Waste paper or food could be turned into green fuel for transport using a new process being developed by an Oxfordshire biotechnology company.

Green Biologics, of Milton Park, near Abingdon, has raised £1.58m to develop a low-cost 'next generation' biofuel, called Butafuel.

Its chief executive, Dr Edward Green, is an expert on using heat-loving microbes called thermophiles, which ferment the sugars found in plant material into chemicals and biofuels like biobutanol.
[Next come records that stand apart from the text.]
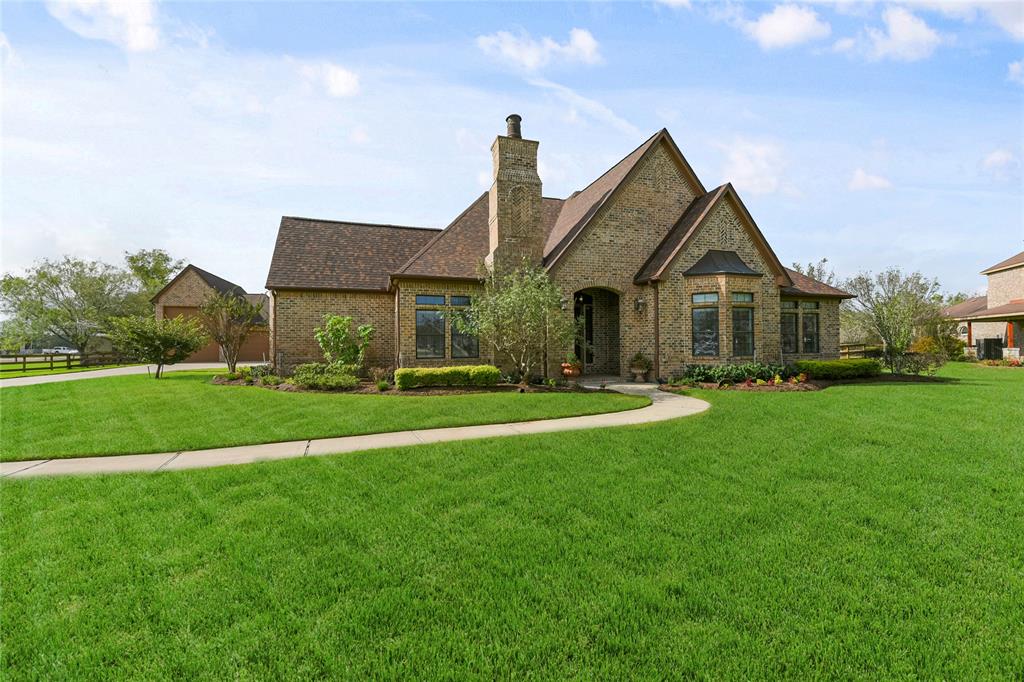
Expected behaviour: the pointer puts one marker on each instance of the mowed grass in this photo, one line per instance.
(865, 531)
(43, 369)
(183, 411)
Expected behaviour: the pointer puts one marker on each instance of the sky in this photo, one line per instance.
(873, 134)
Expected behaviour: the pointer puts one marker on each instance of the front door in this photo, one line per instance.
(584, 310)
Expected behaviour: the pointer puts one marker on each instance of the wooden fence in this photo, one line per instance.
(56, 361)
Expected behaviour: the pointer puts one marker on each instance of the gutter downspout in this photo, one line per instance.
(657, 333)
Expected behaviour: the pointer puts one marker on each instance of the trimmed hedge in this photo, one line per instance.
(469, 375)
(843, 369)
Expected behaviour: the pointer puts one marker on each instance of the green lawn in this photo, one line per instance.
(183, 411)
(869, 531)
(42, 369)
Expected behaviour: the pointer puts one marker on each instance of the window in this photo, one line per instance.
(742, 332)
(706, 332)
(810, 340)
(429, 334)
(464, 345)
(788, 328)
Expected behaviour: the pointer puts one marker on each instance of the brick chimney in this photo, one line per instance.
(514, 202)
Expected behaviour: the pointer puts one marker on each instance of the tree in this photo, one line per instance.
(896, 307)
(150, 269)
(160, 342)
(518, 314)
(228, 320)
(71, 298)
(339, 344)
(818, 270)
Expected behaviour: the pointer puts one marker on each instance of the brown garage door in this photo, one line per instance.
(208, 353)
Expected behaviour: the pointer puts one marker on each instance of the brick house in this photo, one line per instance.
(993, 324)
(189, 289)
(650, 260)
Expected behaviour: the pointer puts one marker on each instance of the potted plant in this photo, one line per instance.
(640, 366)
(571, 367)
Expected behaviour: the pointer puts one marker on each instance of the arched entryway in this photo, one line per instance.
(597, 310)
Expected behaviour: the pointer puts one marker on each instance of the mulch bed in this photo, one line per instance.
(371, 388)
(814, 384)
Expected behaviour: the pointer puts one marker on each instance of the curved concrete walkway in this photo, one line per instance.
(112, 372)
(664, 407)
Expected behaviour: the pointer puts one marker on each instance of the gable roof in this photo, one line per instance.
(966, 308)
(333, 255)
(456, 253)
(805, 286)
(584, 205)
(689, 222)
(721, 262)
(1013, 261)
(219, 285)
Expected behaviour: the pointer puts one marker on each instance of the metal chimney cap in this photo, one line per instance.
(513, 121)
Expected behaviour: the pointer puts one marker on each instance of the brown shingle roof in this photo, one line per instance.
(1013, 261)
(694, 214)
(458, 251)
(805, 286)
(1013, 309)
(332, 255)
(968, 307)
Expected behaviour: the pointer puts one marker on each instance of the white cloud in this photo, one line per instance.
(1015, 72)
(786, 26)
(128, 24)
(862, 180)
(336, 81)
(359, 135)
(906, 37)
(755, 166)
(525, 52)
(1008, 14)
(1000, 163)
(591, 108)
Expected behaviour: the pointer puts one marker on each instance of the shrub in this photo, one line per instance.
(734, 373)
(324, 377)
(843, 369)
(470, 375)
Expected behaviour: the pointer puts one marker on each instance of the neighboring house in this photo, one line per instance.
(647, 257)
(189, 289)
(992, 326)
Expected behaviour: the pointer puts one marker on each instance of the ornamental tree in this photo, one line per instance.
(895, 306)
(228, 320)
(157, 341)
(519, 314)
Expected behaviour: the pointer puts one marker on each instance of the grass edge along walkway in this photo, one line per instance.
(663, 407)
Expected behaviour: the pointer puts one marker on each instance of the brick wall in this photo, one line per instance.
(190, 290)
(1005, 287)
(617, 242)
(294, 315)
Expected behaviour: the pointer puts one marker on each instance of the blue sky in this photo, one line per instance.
(870, 133)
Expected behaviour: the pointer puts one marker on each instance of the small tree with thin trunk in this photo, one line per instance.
(157, 341)
(895, 306)
(519, 313)
(228, 320)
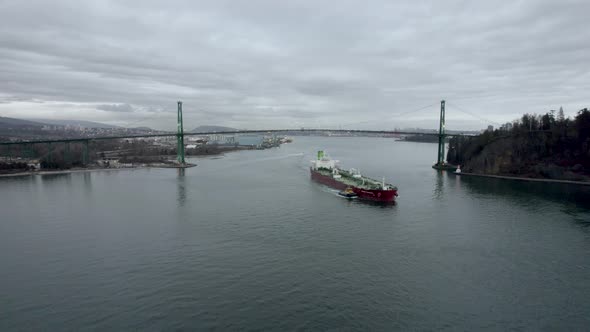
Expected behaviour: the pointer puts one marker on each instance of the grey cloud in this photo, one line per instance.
(116, 108)
(274, 63)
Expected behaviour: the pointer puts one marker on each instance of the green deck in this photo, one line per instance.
(348, 179)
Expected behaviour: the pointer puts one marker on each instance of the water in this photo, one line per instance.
(248, 242)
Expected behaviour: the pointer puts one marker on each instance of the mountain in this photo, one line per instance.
(75, 123)
(11, 123)
(207, 129)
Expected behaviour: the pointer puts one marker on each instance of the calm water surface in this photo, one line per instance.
(247, 241)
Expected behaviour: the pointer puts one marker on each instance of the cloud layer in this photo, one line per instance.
(266, 63)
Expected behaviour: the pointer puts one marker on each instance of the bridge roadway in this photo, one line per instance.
(261, 131)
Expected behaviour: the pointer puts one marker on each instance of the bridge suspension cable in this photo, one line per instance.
(390, 117)
(460, 109)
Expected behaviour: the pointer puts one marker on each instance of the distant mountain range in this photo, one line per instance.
(11, 123)
(206, 129)
(76, 123)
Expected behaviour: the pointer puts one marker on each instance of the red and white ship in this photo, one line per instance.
(325, 171)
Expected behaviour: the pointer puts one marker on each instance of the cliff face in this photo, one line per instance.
(556, 151)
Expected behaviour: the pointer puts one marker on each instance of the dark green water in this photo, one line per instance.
(248, 242)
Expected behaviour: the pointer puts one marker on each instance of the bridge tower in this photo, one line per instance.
(441, 135)
(440, 161)
(180, 136)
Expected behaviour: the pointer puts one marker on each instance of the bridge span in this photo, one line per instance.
(180, 134)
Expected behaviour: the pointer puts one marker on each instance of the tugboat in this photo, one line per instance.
(348, 193)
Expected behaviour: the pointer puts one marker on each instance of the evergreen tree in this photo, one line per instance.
(560, 115)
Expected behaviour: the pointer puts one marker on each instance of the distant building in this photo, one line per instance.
(250, 140)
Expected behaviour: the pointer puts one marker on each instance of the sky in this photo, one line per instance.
(256, 64)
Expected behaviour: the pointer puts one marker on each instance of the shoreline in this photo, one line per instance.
(507, 177)
(90, 169)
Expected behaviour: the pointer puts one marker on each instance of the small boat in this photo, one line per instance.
(348, 193)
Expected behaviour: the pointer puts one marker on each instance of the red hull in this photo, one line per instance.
(372, 195)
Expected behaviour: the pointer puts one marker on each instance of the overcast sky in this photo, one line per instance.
(268, 63)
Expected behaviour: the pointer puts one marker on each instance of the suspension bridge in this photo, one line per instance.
(27, 145)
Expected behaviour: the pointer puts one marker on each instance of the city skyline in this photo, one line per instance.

Future fuel refineries would be next door to paper mills or sugar factories, reducing the need for expensive waste treatment.

The process was first commercialised in the UK during the First World War, but by the 1960s it had been displaced by a cheaper petrochemical method.

Unlike the oil which provides our current petrol and diesel, biobutanol is renewable and does not contribute significantly to carbon emissions and climate change.

It avoids food crops such as sugar beet, sugar cane, maize and wheat, used for bio-ethanol, a first generation biofuel under fire from environmentalists for using food-growing land from poor countries.

Green Biologics has isolated thermophiles from compost and built a "library" of microbes that efficiently convert waste plant material such as paper pulp residue.

The new funding from existing shareholders as well as new investors Carbon Trust Investments and Oxford Capital Partners will provide a pilot plant in a new laboratory at Milton Park, near Didcot.

Dr Green said: "We believe Butafuel will supersede first generation biofuels within ten years and it ultimately has the potential to completely replace fossil fuels for road and air transport."

Jonathan Bryers, of Carbon Trust Investments, said: "Biofuels that are both cost effective and renewable will have a key role to play in creating a low carbon economy in the UK."